Close

The Build

A project log for Search for a four servo walking robot

It ran away after a heated discussion about AVR vs Pic. If you've seen it please tell it I'm so sorry, and that I miss it so much.

x86-fanboyx86 FanBoy 06/01/2016 at 11:070 Comments

So let's just dive into it. Here's how the build of the first unit went.

I ordered 9 gram and 3.7 gram servos, four of each. I have plans for another four servo bot design, bipedal, so I thought I'd better save the stronger servos for that one. Plus, I wanted this little guy to be as cute and small as possible.

We got 4x 3.7G servos, a mini breadboard, a Arduino Pro Micro, some scrap foam board, and a few nails. What more could you need?

IT BEGINS

First step was to peel off those pesky stickers from the servos and stick them end-to-end with hotglue:

Next, glue the servo pairs to the base of the mini breadboard. It's gonna be the core of the project:

And, just because I couldn't help myself:

Vroom Vroom!

Okay, back to serious.

Next up I separated the Positive and ground wires from the signal...

Joined all the positive and negative leads together...

And soldered on the original female connector from the servo plug. Then soldered into it a small nail, letting me connect the plugs into the breadboard as if they were male jumper leads. I try not to waste much in my projects.

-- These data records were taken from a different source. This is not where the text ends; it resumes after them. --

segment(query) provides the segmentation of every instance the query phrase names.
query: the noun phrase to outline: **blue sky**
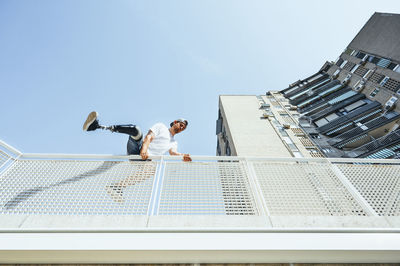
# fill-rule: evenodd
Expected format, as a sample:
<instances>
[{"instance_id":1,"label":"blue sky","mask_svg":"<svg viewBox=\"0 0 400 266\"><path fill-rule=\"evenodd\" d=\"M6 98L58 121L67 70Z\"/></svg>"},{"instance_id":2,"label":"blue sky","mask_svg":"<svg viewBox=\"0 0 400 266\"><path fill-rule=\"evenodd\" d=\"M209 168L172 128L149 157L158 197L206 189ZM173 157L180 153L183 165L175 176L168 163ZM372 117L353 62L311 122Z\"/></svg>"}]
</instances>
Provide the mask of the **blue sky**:
<instances>
[{"instance_id":1,"label":"blue sky","mask_svg":"<svg viewBox=\"0 0 400 266\"><path fill-rule=\"evenodd\" d=\"M264 94L333 61L399 1L0 0L0 139L29 153L125 154L124 135L179 117L179 150L215 155L220 94Z\"/></svg>"}]
</instances>

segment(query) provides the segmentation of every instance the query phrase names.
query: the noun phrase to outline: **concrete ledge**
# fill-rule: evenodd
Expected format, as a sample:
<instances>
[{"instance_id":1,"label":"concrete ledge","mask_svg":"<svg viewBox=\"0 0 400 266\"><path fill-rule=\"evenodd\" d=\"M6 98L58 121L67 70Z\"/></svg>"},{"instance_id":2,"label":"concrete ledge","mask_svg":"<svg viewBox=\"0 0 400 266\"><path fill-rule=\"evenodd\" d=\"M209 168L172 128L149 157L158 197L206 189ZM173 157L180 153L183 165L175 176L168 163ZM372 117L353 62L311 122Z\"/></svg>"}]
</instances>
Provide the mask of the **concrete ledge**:
<instances>
[{"instance_id":1,"label":"concrete ledge","mask_svg":"<svg viewBox=\"0 0 400 266\"><path fill-rule=\"evenodd\" d=\"M399 216L388 216L385 218L392 227L400 228L400 217Z\"/></svg>"},{"instance_id":2,"label":"concrete ledge","mask_svg":"<svg viewBox=\"0 0 400 266\"><path fill-rule=\"evenodd\" d=\"M20 228L28 216L26 214L1 214L0 229Z\"/></svg>"}]
</instances>

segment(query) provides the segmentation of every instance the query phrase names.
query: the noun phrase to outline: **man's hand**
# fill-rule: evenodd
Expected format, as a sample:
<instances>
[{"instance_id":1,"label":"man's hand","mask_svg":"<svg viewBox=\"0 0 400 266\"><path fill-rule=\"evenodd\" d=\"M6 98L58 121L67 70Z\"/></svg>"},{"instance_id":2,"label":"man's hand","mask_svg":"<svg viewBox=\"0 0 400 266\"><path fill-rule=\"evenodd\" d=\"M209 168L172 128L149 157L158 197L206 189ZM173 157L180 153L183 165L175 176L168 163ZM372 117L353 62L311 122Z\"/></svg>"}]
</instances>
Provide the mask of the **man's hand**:
<instances>
[{"instance_id":1,"label":"man's hand","mask_svg":"<svg viewBox=\"0 0 400 266\"><path fill-rule=\"evenodd\" d=\"M190 154L184 154L183 155L183 161L184 162L191 162L192 158L190 158Z\"/></svg>"},{"instance_id":2,"label":"man's hand","mask_svg":"<svg viewBox=\"0 0 400 266\"><path fill-rule=\"evenodd\" d=\"M140 151L140 157L142 157L142 160L145 161L147 158L149 158L149 154L147 151L144 151L143 149Z\"/></svg>"}]
</instances>

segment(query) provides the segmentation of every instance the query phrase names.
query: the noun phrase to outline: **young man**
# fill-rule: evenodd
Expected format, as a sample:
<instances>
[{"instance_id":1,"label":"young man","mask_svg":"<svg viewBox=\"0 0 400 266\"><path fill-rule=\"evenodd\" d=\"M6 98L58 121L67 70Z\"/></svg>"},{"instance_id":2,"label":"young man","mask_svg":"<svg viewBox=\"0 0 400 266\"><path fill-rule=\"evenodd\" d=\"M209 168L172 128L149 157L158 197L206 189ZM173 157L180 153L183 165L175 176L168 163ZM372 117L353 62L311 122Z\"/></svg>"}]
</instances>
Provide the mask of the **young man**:
<instances>
[{"instance_id":1,"label":"young man","mask_svg":"<svg viewBox=\"0 0 400 266\"><path fill-rule=\"evenodd\" d=\"M192 161L189 154L182 154L177 151L178 143L174 139L176 134L186 129L188 121L185 119L177 119L171 122L170 128L162 123L157 123L150 128L149 132L143 139L142 132L138 126L131 124L103 126L99 124L97 117L97 112L91 112L83 124L83 130L94 131L96 129L104 129L110 130L111 132L128 134L128 155L140 155L142 160L147 160L149 156L163 155L168 151L170 155L183 156L183 161L185 162ZM135 171L135 174L119 181L118 183L107 186L107 193L115 202L124 202L124 189L153 176L155 168L155 164L151 163L137 165L137 171Z\"/></svg>"},{"instance_id":2,"label":"young man","mask_svg":"<svg viewBox=\"0 0 400 266\"><path fill-rule=\"evenodd\" d=\"M186 119L180 118L174 120L170 123L170 128L162 123L157 123L150 128L143 139L142 132L138 126L131 124L103 126L99 124L97 117L97 112L91 112L83 124L83 130L93 131L96 129L104 129L110 130L111 132L128 134L128 155L140 155L143 160L146 160L149 156L163 155L168 151L170 155L183 156L183 161L185 162L192 160L189 154L182 154L177 151L178 143L174 139L176 134L186 129L188 125Z\"/></svg>"}]
</instances>

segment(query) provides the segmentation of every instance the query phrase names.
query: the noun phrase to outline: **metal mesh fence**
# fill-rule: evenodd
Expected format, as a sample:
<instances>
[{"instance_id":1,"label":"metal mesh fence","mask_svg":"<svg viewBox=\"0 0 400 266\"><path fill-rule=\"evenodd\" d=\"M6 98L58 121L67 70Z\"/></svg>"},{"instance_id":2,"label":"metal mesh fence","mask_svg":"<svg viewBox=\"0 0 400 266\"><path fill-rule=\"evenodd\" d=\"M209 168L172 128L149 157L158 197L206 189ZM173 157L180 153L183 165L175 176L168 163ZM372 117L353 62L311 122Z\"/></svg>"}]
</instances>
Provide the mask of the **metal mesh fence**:
<instances>
[{"instance_id":1,"label":"metal mesh fence","mask_svg":"<svg viewBox=\"0 0 400 266\"><path fill-rule=\"evenodd\" d=\"M21 160L0 176L0 213L146 215L156 164Z\"/></svg>"},{"instance_id":2,"label":"metal mesh fence","mask_svg":"<svg viewBox=\"0 0 400 266\"><path fill-rule=\"evenodd\" d=\"M0 214L400 216L395 162L30 156L0 172Z\"/></svg>"},{"instance_id":3,"label":"metal mesh fence","mask_svg":"<svg viewBox=\"0 0 400 266\"><path fill-rule=\"evenodd\" d=\"M366 215L328 163L253 162L271 215Z\"/></svg>"},{"instance_id":4,"label":"metal mesh fence","mask_svg":"<svg viewBox=\"0 0 400 266\"><path fill-rule=\"evenodd\" d=\"M338 164L376 213L400 215L400 165Z\"/></svg>"},{"instance_id":5,"label":"metal mesh fence","mask_svg":"<svg viewBox=\"0 0 400 266\"><path fill-rule=\"evenodd\" d=\"M257 214L243 163L168 162L159 214Z\"/></svg>"},{"instance_id":6,"label":"metal mesh fence","mask_svg":"<svg viewBox=\"0 0 400 266\"><path fill-rule=\"evenodd\" d=\"M0 167L3 166L3 164L9 159L11 158L7 153L3 152L2 150L0 150Z\"/></svg>"}]
</instances>

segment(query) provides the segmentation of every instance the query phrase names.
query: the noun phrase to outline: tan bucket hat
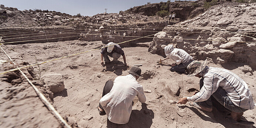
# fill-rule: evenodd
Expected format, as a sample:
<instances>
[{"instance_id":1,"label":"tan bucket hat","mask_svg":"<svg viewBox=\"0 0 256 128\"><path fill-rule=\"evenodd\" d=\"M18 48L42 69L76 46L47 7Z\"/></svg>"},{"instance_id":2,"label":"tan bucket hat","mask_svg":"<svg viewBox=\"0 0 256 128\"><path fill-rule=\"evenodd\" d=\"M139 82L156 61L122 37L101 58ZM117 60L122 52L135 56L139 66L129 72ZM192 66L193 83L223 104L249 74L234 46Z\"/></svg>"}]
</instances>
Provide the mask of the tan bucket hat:
<instances>
[{"instance_id":1,"label":"tan bucket hat","mask_svg":"<svg viewBox=\"0 0 256 128\"><path fill-rule=\"evenodd\" d=\"M202 72L206 66L207 59L201 63L197 60L194 60L188 65L187 68L190 71L188 76L193 76Z\"/></svg>"}]
</instances>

I then soldered in a nail to all the female signal wires, and plugged them all into the breadboard.

I loaded up a quick program to set all the servos to their midpoint, attached the horns, and was ready to start designing the legs.

"Designed" is perhaps a bit of an overstatement, they're just rectangles in inkscape with rounded corners (apple plz no sue) a little wider than the servo horns.

With everything in place, time to glue!

And a prettier picture:

I think I'll leave this log at that, and touch on the software a bit later on.

This thing's ripe to have more stuff added, a battery would be a good start so it's not just tethered like in a boston dynamics video the whole time (see two pics above), it's also about the perfect size for a 8266. It'd be fun to get this thing hosting a webserver you could control it from, but that comes later.